The health belief model scale
The Health Belief Model (HBM) was originally developed in the 1950s by social psychologists in the public health arena as a way of predicting who would utilize screening tests and/or vaccinations (28). The HBM Scale was developed in 1984 and was revised in later works by Champion (29, 30). Champion’s revised tool has 42 items representing 6 subscales. The six basic concepts contained in the HBM are: susceptibility, seriousness, general health motivation, benefits, barriers, and self-efficacy as they relate to BC and BSE MMG self-efficacy (revised 1997), and it also included 7 items related to health motivation (revised 1993). All the items from the subscales were formatted using a five-point Likert scale. Each individual had six separate scores. In this study, the version of CHBMS was used that was adapted to Turkish by Karayurt and Dramalı (31). Cronbach’s Alpha value for each subscale ranged from 0.58 to 0.89. For this study, Cronbach’s Alpha value was determined as 0.74–0.88 in pre-test and 0.76–092 in post-test.
Training
The public education center serves in two different buildings. Therefore, training was conducted twice between the hours of 2:00 and 4:30 p.m. (April 1–5) in the afternoon on separate days. One week before, institutional managers announced that training about breast cancer would be provided to all women who were attending courses at the community health center. On the day of the training, the researchers went to the institution one hour before the training and completed the preparations for the hall.

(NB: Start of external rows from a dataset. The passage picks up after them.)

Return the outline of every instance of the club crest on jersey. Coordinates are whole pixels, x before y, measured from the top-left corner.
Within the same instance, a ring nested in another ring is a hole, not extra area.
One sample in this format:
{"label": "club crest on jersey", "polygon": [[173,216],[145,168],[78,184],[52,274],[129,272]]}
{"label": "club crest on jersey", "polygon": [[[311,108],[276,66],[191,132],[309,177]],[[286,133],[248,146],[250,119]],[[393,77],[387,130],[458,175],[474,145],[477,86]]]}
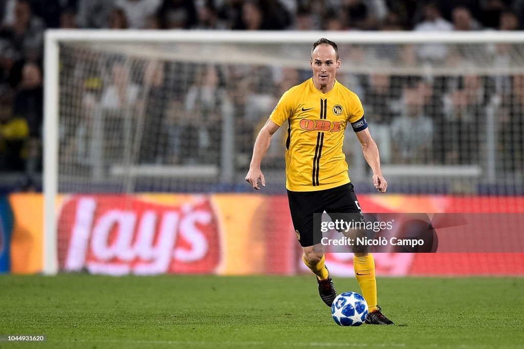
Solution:
{"label": "club crest on jersey", "polygon": [[340,104],[337,104],[333,107],[333,112],[335,115],[340,115],[344,111],[344,108]]}

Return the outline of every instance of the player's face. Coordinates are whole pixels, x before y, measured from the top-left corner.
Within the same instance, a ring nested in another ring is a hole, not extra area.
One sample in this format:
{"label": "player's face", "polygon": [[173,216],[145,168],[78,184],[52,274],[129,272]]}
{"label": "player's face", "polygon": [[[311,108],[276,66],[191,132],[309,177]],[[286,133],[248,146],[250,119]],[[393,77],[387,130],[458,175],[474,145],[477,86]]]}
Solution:
{"label": "player's face", "polygon": [[310,60],[313,69],[313,82],[319,90],[329,91],[335,84],[336,70],[340,67],[340,59],[336,59],[336,52],[331,45],[317,46]]}

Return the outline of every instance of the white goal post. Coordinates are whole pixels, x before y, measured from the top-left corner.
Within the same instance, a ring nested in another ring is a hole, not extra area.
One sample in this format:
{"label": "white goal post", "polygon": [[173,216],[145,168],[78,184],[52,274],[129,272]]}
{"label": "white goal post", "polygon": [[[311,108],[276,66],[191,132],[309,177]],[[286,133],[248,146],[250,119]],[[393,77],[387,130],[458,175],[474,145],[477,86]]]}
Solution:
{"label": "white goal post", "polygon": [[[344,49],[341,50],[343,68],[341,71],[347,74],[352,72],[364,75],[373,74],[377,72],[387,74],[396,73],[405,76],[406,79],[414,75],[424,77],[444,74],[449,76],[458,76],[465,72],[483,77],[524,75],[524,34],[521,32],[427,33],[381,31],[47,30],[45,35],[44,66],[43,274],[56,274],[59,269],[58,261],[57,212],[56,206],[57,195],[61,192],[75,192],[75,183],[85,184],[81,176],[79,176],[77,178],[73,178],[72,175],[68,174],[70,176],[68,177],[70,181],[68,186],[64,187],[66,188],[64,191],[60,189],[59,184],[61,176],[60,168],[62,166],[61,165],[61,157],[62,156],[60,155],[59,149],[61,146],[59,141],[61,129],[60,120],[61,118],[69,117],[66,115],[67,113],[64,114],[61,111],[63,109],[63,106],[61,108],[60,107],[61,99],[63,97],[63,93],[67,92],[61,91],[60,86],[61,69],[62,69],[61,66],[60,50],[63,45],[78,45],[82,49],[96,51],[97,56],[96,58],[93,59],[94,63],[88,62],[93,64],[89,68],[93,69],[98,69],[99,67],[97,65],[102,64],[101,62],[102,61],[96,61],[96,59],[99,59],[98,57],[104,54],[115,54],[116,52],[124,57],[125,61],[127,62],[126,64],[138,64],[129,63],[127,58],[129,57],[131,58],[130,59],[138,58],[143,60],[160,59],[169,61],[179,61],[188,59],[189,55],[189,58],[196,63],[227,65],[231,62],[248,66],[250,64],[250,67],[268,64],[270,66],[269,68],[271,69],[275,68],[274,66],[277,66],[277,68],[292,67],[297,69],[307,70],[309,67],[307,48],[310,48],[313,42],[322,37],[334,41],[339,46],[345,45],[348,47],[349,46],[353,45],[359,48],[367,47],[367,46],[373,46],[374,48],[381,47],[380,50],[381,54],[386,56],[390,53],[392,56],[398,56],[398,48],[406,45],[418,45],[417,47],[429,44],[456,45],[459,47],[463,46],[466,50],[471,47],[473,48],[471,50],[472,56],[478,55],[476,51],[476,47],[486,48],[486,52],[493,54],[494,50],[495,50],[494,47],[497,45],[507,44],[515,47],[512,53],[515,56],[511,56],[508,61],[509,62],[512,62],[512,63],[505,64],[502,63],[493,65],[492,61],[484,62],[482,59],[482,57],[480,57],[481,59],[475,59],[474,57],[471,60],[467,58],[462,61],[457,60],[455,66],[453,62],[455,61],[449,61],[445,63],[439,62],[432,60],[431,57],[427,61],[419,61],[416,66],[410,66],[409,64],[396,66],[395,60],[389,59],[388,57],[381,57],[380,54],[374,57],[373,61],[366,61],[365,60],[364,61],[358,63],[355,60],[357,59],[356,58],[346,59],[344,54],[347,52],[346,49]],[[206,48],[205,49],[202,48],[204,47]],[[265,48],[266,47],[269,48],[267,50]],[[176,48],[173,49],[173,47]],[[365,49],[363,50],[364,53],[366,53],[365,51]],[[236,57],[239,52],[244,52],[239,58]],[[477,57],[476,58],[479,57]],[[237,60],[238,59],[240,60],[239,62]],[[269,61],[270,60],[272,61]],[[86,63],[86,66],[89,66],[88,63]],[[225,68],[225,70],[229,68]],[[81,70],[79,70],[80,71]],[[82,71],[79,73],[82,73]],[[227,80],[227,77],[225,79]],[[176,82],[189,83],[185,80]],[[145,86],[146,90],[149,89],[149,86],[147,83]],[[226,84],[225,86],[227,87],[228,85]],[[227,93],[227,91],[225,93]],[[361,96],[361,98],[365,104],[365,96]],[[496,104],[496,102],[493,103]],[[223,106],[221,106],[220,107],[222,108]],[[518,182],[519,180],[518,170],[511,168],[511,170],[506,170],[505,167],[496,163],[498,158],[496,153],[497,136],[494,130],[495,129],[494,125],[497,121],[496,114],[489,111],[490,107],[489,105],[486,106],[487,110],[485,117],[487,125],[486,129],[478,131],[481,136],[479,139],[475,141],[478,141],[477,144],[483,149],[482,155],[477,157],[478,159],[471,161],[464,161],[460,158],[457,160],[453,157],[460,157],[460,155],[444,149],[442,150],[442,154],[439,154],[443,159],[442,163],[435,163],[439,161],[430,161],[428,163],[425,160],[413,163],[410,162],[409,159],[397,162],[392,160],[389,163],[384,165],[385,175],[387,176],[387,172],[390,171],[391,176],[400,178],[406,177],[408,181],[413,180],[413,177],[409,176],[418,176],[416,177],[416,180],[420,180],[422,183],[429,183],[424,181],[432,180],[431,179],[433,178],[442,178],[447,180],[450,177],[458,179],[467,178],[469,180],[472,178],[478,179],[482,177],[488,181],[493,182],[499,176],[497,171],[500,171],[500,173],[505,176],[501,174],[501,178],[504,177],[506,178],[508,183],[511,184],[516,181]],[[115,178],[121,178],[122,176],[124,176],[125,178],[122,179],[121,183],[119,182],[119,185],[121,184],[122,186],[118,188],[124,188],[121,190],[127,193],[135,192],[135,188],[137,188],[136,185],[137,179],[141,176],[149,176],[157,178],[183,178],[185,179],[184,180],[189,180],[187,178],[190,178],[191,180],[196,181],[195,182],[197,184],[200,182],[198,181],[209,181],[214,178],[219,178],[223,182],[237,181],[239,177],[238,173],[243,171],[242,167],[245,165],[243,164],[245,161],[242,159],[245,157],[245,155],[232,155],[234,147],[237,145],[236,144],[237,140],[235,140],[236,138],[234,139],[234,135],[228,133],[231,131],[227,130],[231,130],[231,127],[229,126],[234,121],[225,114],[221,115],[220,111],[222,110],[223,109],[213,111],[214,113],[216,112],[215,114],[216,114],[216,117],[222,118],[220,122],[222,123],[223,127],[220,131],[222,135],[220,143],[220,150],[217,153],[221,158],[218,164],[170,165],[162,163],[151,166],[150,164],[141,165],[138,163],[138,161],[133,161],[132,159],[138,156],[134,155],[133,152],[135,150],[133,149],[130,150],[129,147],[138,146],[133,145],[133,140],[136,139],[133,138],[135,137],[134,135],[135,135],[133,133],[135,132],[133,127],[139,127],[141,125],[143,126],[143,120],[142,124],[140,123],[139,120],[137,122],[138,124],[124,124],[123,126],[126,129],[130,130],[129,134],[132,136],[129,136],[131,138],[124,142],[124,152],[123,156],[128,158],[124,161],[123,163],[117,164],[117,166],[108,169],[104,168],[102,163],[93,165],[91,170],[92,171],[93,178],[97,177],[97,180],[100,182],[104,180],[105,176],[116,176]],[[138,114],[143,115],[143,118],[145,112],[144,110],[136,112]],[[442,119],[444,119],[445,118]],[[136,133],[139,139],[141,139],[143,137],[140,134],[141,133],[140,130]],[[204,136],[202,137],[205,138]],[[92,143],[96,143],[96,141],[93,141]],[[251,146],[252,144],[249,146]],[[99,149],[98,156],[103,157],[104,151],[106,149]],[[406,157],[409,157],[406,156]],[[362,159],[355,160],[356,163],[353,164],[354,167],[364,168],[362,163],[358,164],[358,161],[362,162]],[[69,163],[67,163],[67,166],[63,165],[64,168],[67,167],[68,169],[72,166]],[[79,167],[79,169],[81,168],[83,168]],[[237,169],[238,168],[240,170],[237,173]],[[76,170],[80,172],[81,170]],[[104,172],[105,171],[107,172]],[[278,172],[278,169],[275,172]],[[279,176],[283,177],[283,174],[281,172]],[[429,179],[427,179],[428,178]],[[217,181],[219,180],[217,180]],[[521,181],[521,178],[520,180]],[[88,187],[79,187],[80,189],[78,189],[78,191],[83,191],[85,188]],[[166,188],[167,188],[168,187]],[[205,192],[207,190],[203,189],[202,191]]]}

Later, women who wanted to participate in the training were gathered in the hall. Before the training began, the purpose of work was explained by the first researcher who gave the training and it was announced that volunteers would participate in the study, those who did not want to participate in the study could listen the training. Questionnaries for pre-test were distributed before the training started. Women completed the questionnaire in 15–20 minutes. The training program provided for women aimed to improve their knowledge about BC and to promote their practical performance of BC screening methods. The training program took place after the participants completed the pre-test. In the training, a power point presentation was given by the first author to women for improving their knowledge of BC and screening, which took 60–90 minutes. Specifically, a phase of the training program included the following: (a) high risk factors of BC (b) risk factors of BC; (c) symptoms of BC; (d) screening methods (BSE, and CBE, MMG) for the early detection of BC. The researchers went to the institution again one week later for the post-test. Women filled in their survey forms once again.
Data collection
The study was carried out in two phases: the first phase (pre-training phase) and the second phase (post-training phase).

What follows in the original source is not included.